Susah sekali menemukan mahasiswa seperti temanku itu. Saat ini, banyak sekali
mengaku aktivis mahasiswa, aktivis kampus, aktivis organisasi dan sering pula
mengklaim sebagai kelompok intelektual yang bergelut dalam ilmu pengetahuan (epistemologi).
Akan tetapi, kalau di lihat dari bukti-bukti fisiknya dan aktivitasnya, tidak
ada ada buku-buku di rumahnya atau kamarnya. Ada pun, hanya buku-buku mata
kuliah karena diharuskan seorang dosen. Kalau tidak, boro-boro punya buku yang
lumayan banyak, membaca aja dianggap pekerjaan yang sangat membosannkan dan
berfikir tidak ada gunanya, apalagi berdiskusi dan menulis, sudah sangat jauh
dari dirinya mahasiswa saat ini. Banyak mahasiswa terjebak dengan konsep
berfikir seperti ini, “Tidak perlu membaca, langsung terjun kelapangan saja”,
cara berpikir seperti itu harus dievaluasi kembali.
Dahulu, di zaman masih jaya-jayanya gerakan mahasiswa di Indonesia,
kemanapun seorang mahasiswa itu pergi pasti membaca buku, di mana pun dia
berada pasti membaca buku, sampai-sampai harus denga cara-cara sembunyi.

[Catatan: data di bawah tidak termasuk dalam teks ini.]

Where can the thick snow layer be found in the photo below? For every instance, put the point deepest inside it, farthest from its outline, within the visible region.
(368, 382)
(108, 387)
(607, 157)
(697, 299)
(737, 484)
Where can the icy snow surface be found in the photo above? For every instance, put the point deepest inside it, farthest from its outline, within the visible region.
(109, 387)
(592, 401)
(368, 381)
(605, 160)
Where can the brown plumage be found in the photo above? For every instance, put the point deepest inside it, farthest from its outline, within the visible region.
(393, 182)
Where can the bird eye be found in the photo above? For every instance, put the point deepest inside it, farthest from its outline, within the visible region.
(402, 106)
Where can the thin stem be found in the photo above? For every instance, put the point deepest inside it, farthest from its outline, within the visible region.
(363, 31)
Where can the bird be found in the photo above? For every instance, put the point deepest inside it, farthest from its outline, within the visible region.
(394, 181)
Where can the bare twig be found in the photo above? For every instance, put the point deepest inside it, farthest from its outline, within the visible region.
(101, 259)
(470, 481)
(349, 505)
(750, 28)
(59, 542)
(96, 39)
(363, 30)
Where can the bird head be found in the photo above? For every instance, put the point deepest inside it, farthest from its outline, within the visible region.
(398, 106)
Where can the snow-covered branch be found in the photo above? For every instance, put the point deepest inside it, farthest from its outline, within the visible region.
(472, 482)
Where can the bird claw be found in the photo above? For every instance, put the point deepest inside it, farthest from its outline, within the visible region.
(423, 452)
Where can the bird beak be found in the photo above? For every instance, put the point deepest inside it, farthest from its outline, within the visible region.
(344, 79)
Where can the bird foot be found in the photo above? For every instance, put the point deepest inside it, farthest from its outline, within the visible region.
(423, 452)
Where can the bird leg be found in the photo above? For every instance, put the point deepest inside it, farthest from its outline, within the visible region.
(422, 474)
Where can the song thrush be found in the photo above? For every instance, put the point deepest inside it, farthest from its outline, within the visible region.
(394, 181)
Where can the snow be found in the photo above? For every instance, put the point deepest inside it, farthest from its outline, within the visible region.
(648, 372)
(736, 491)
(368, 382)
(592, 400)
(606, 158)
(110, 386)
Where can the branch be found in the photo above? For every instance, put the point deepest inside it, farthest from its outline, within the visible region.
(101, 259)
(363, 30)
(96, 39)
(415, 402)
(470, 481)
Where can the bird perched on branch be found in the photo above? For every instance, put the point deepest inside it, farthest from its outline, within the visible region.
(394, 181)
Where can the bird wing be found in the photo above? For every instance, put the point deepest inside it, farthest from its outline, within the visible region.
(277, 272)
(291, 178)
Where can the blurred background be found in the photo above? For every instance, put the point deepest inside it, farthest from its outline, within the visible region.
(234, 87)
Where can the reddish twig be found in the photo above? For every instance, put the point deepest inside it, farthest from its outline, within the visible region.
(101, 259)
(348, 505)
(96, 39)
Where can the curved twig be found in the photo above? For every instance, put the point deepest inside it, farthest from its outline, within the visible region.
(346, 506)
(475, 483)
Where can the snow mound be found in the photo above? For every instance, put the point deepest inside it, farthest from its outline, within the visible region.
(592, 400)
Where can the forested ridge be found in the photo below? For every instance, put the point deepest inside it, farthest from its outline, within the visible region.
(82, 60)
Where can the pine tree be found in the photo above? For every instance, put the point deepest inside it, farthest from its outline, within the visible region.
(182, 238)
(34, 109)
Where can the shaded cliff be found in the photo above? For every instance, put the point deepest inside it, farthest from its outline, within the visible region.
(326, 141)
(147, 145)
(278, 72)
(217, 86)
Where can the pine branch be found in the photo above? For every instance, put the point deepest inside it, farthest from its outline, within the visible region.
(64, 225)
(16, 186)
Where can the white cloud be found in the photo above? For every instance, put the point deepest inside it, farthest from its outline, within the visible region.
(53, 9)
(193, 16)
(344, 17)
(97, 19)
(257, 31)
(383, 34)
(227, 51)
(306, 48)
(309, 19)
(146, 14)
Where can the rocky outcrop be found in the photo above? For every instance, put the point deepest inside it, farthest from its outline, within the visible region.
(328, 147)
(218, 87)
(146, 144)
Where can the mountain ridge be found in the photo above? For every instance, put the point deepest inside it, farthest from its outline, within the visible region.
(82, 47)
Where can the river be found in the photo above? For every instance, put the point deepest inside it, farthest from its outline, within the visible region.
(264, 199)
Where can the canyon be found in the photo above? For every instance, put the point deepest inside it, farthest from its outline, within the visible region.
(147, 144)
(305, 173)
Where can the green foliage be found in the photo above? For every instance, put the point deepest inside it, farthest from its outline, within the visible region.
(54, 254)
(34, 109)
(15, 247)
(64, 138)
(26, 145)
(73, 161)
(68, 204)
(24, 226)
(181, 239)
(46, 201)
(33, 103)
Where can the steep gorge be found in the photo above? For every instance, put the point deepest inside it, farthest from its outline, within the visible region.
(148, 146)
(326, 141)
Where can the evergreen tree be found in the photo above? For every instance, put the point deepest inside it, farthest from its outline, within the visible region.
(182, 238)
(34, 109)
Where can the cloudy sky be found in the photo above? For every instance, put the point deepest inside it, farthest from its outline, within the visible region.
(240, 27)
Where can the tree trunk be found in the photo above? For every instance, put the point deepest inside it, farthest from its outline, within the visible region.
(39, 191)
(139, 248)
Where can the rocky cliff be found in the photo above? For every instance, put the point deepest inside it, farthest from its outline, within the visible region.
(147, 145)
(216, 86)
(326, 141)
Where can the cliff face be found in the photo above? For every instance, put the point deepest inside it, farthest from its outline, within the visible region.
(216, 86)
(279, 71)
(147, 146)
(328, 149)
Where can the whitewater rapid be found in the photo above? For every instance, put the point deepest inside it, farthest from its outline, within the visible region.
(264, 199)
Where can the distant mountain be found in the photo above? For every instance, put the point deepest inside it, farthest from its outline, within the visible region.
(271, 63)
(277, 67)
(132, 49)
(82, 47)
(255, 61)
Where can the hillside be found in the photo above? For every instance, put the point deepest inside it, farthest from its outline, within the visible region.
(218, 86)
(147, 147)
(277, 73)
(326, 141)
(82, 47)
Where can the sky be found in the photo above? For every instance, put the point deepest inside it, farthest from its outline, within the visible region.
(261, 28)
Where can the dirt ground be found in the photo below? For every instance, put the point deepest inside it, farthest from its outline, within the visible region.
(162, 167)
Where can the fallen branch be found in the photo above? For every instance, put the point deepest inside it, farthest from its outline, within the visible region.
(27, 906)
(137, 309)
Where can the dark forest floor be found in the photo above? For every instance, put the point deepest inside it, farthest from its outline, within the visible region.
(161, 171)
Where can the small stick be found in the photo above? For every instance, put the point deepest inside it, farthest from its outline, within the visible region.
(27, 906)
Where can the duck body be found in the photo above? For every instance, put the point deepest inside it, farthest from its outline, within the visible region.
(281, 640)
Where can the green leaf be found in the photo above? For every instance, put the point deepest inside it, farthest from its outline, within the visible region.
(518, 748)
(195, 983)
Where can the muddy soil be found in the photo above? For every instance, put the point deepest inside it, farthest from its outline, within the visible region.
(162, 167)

Mahasiswa dahulu (tidak perlu kusebutkan zaman apa, harap paham) kurang
makannya, berani lapar demi hanya menabung untuk membeli buku bacaan. Nah, hari
ini bagaimana? Uang mahasiswa saat ini, mayoritas habis untuk membeli paket
internet dan untuk hiburan semata.
Aku bangkit dari tempat tidur yang empuk dan lembut itu, mendekati
buku-buku yang berbaris teratur seperti militer yang sedang berbaris menghormat
sang komandan. Kuperhatikan satu-persatu buku yang berbaris, aku bergumam dalam
hari, “Wajarlah temanku ini luas wawasannya, dalam pemikirannya, bacaannya saja
banyak”. Dia memang ingin betul-betul menjadi mahasiswa yang tidak hanya
menumpang nama dan status sebagai mahasiswa. Aku tahu itu setelah aku membaca, ada slogan
tertulis di atas, “Berani Menjadi Mahasiswa Harus Berani Mengabdikan Diri”.
Aku pikir, hal itu patut untuk dicontoh. Di atas mejanya aku juga melihat
ada setumpuk kertas yang bertulis tangan, belum dijilid dengan rapi. Kupandangi
sejenak, “Tulisan-Tulisan yang kan diterbitkan”, demikian bacaannya. “Waauu..”,
aku langsung tertegun, dia tidak hanya hobi membaca dan berdiskusi, ternyata
dia juga suka menulis. “Tapi, kenapa dia tidak mengirimkan tulisannya ke
media?”, tanyaku dalam hati. Luar biasa sekali, tak terbayangkan majunya negeri
ini jikalau mayoritas mahasiswa (sebagai generasi pengganti) kita seperti dia.